Strangely enough, I, who have an exceptional memory for spoken words, cannot, by any effort, recall what Edmund said, as his face beamed in upon us. I have only a confused recollection that he spoke, and that his words had a marvelous effect upon my broken spirit. But I can see, as if it were yet before me, the smile that illumined his features. My heart bounded with joy, as if a messenger had come straight from the earth itself, bearing a reprieve whose authority could not be called in question.
Jack's joy was no less than mine, although he had not suffered mentally as I had done. And the sight of Ala was hardly less reassuring to us, but to find Ingra, too, present was somewhat of a shock to our confidence in speedy delivery from trouble. And, in fact, we were not at once delivered. We had to spend many weary hours yet in our dark prison, but they were rendered less gloomy by Edmund's assurance that he would save us. The confidence that he always inspired seems to me to have been another mark of his genius. We had an instinct that he could do in any circumstances what was impossible to ordinary men.

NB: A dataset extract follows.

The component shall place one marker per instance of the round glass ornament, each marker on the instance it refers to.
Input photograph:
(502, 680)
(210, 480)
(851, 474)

At last the welcome moment came, and we were led forth, free, and rejoined Edmund, Henry, and Juba in our apartments. Then, for the first, we learned what we had done, and how narrow had been our escape from a terrible doom. It was a new chapter of wonder that Edmund opened before us. I shall tell it in his own words.
"When I returned to the palace and found you missing I was greatly wrought up. Immediately I applied to Ala for aid in finding you. She was quickly informed of all the circumstances of your arrest, and I saw at once, by the expression of her features, that it was a matter of the utmost gravity. I was not reassured by Ingra's evident joy. I could read in his face the pleasure that the news gave him, and I perceived that there was again opposition between him and Ala, and that she was trying, with less success than I hoped for, to bring him round to her view.
"With no little trouble I finally discovered the nature of your offense. I understood it the more readily because I had already begun to suspect the existence among these people of a strange form of idolatry, in some respects akin to the earth-worship of the cavern dwellers. I have told you that certain things had led me to think that they occasionally see the sun here. It is a phenomenon of excessive rarity, and whole generations sometimes pass without its recurrence. It is due to an opening which at irregular periods forms for a brief space of time in the cloud dome. I imagine that it may be in some way connected with sunspots, but here they have no notion of its cause, and look upon it as entirely miraculous.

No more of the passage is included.